# Worksheet 5: Spark DataFrame manipulations ()

## Import the worksheet5.ipynb to databricks community edition

- For this worksheet5, I'd like you to upload the ipynb to databricks community edition and work on the assignment there.
- After finish the assignment, you can download it to your github repo, and push the changes

### Exercise 1: Creating a Spark DataFrame from a List with Predefined Data Types

#### Instructions:
1. **Import necessary Spark libraries.**
2. **Define a list of book data.** The list should contain tuples with the following information: Title (String), Author (String), Year (Integer), and Rating (Float).
3. **Define the schema with predefined data types.** Use `StructType` and `StructField` to define the schema.
4. **Create a DataFrame using the list and schema.** Use `spark.createDataFrame(data, schema)`.
5. **Show the DataFrame.** Use `df.show()` to display the DataFrame.

#### Example Data:


In [0]:
data = [
    ("The Catcher in the Rye", "J.D. Salinger", 1951, 4.0),
    ("To Kill a Mockingbird", "Harper Lee", 1960, 4.3),
    ("1984", "George Orwell", 1949, 4.2),
    ("Pride and Prejudice", "Jane Austen", 1813, 4.3),
    ("The Great Gatsby", "F. Scott Fitzgerald", 1925, 3.9),
    ("Moby-Dick", "Herman Melville", 1851, 3.5),
    ("War and Peace", "Leo Tolstoy", 1869, 4.1),
    ("The Odyssey", "Homer", -800, 3.8),
    ("Ulysses", "James Joyce", 1922, 3.7),
    ("The Divine Comedy", "Dante Alighieri", 1320, 4.2)
]

In [0]:
# YOUR CODE HERE

# Step 1: Import necessary Spark libraries
from pyspark.sql import SparkSession
from pyspark.sql.types import StructType, StructField, StringType, IntegerType, FloatType

# Step 2: Create a Spark session
spark = SparkSession.builder.appName("BookDataFrame").getOrCreate()
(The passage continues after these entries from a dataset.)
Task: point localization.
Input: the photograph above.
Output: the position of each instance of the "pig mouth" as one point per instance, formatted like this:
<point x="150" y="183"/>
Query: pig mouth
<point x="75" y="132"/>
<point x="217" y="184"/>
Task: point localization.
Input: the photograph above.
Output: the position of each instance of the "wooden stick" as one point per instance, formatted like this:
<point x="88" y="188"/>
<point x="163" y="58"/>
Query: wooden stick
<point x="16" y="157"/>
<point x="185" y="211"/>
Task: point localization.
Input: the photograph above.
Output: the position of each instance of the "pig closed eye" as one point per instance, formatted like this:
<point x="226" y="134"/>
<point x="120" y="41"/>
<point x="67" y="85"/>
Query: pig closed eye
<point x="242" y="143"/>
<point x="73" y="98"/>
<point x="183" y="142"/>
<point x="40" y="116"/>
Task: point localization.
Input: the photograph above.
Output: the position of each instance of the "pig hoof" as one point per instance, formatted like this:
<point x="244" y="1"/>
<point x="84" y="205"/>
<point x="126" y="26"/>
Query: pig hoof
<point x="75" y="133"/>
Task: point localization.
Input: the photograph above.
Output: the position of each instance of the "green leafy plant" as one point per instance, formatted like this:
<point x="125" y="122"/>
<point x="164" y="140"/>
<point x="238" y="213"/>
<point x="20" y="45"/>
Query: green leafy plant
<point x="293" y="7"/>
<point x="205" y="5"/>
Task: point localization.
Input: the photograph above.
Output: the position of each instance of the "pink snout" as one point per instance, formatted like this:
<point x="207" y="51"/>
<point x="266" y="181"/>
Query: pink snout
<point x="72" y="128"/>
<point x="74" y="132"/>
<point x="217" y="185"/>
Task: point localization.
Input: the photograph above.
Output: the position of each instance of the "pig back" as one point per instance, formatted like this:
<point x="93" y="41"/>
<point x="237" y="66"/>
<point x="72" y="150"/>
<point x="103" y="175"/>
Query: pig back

# Step 3: Define a list of book data (Title, Author, Year, Rating)
book_data = [
    ("The Catcher in the Rye", "J.D. Salinger", 1951, 4.0),
    ("To Kill a Mockingbird", "Harper Lee", 1960, 4.27),
    ("1984", "George Orwell", 1949, 4.17),
    ("Pride and Prejudice", "Jane Austen", 1813, 4.26),
    ("The Great Gatsby", "F. Scott Fitzgerald", 1925, 3.91)
]

# Step 4: Define the schema using StructType and StructField
schema = StructType([
    StructField("Title", StringType(), True),
    StructField("Author", StringType(), True),
    StructField("Year", IntegerType(), True),
    StructField("Rating", FloatType(), True)
])

# Step 5: Create a DataFrame using the list and schema
df = spark.createDataFrame(book_data, schema)

# Step 6: Show the DataFrame
df.show()


+--------------------+-------------------+----+------+
|               Title|             Author|Year|Rating|
+--------------------+-------------------+----+------+
|The Catcher in th...|      J.D. Salinger|1951|   4.0|
|To Kill a Mocking...|         Harper Lee|1960|  4.27|
|                1984|      George Orwell|1949|  4.17|
| Pride and Prejudice|        Jane Austen|1813|  4.26|
|    The Great Gatsby|F. Scott Fitzgerald|1925|  3.91|
+--------------------+-------------------+----+------+



### Exercise 2: Exploring a Spark DataFrame

#### Instructions:
1. **Print the schema** of the DataFrame to see the column names and data types.
2. **Show the column names** of the DataFrame.
3. **Show the data types** of each column in the DataFrame.
4. **Take the first `n` rows** of the DataFrame and display them.
5. **Sample `n` rows** from the DataFrame and display them.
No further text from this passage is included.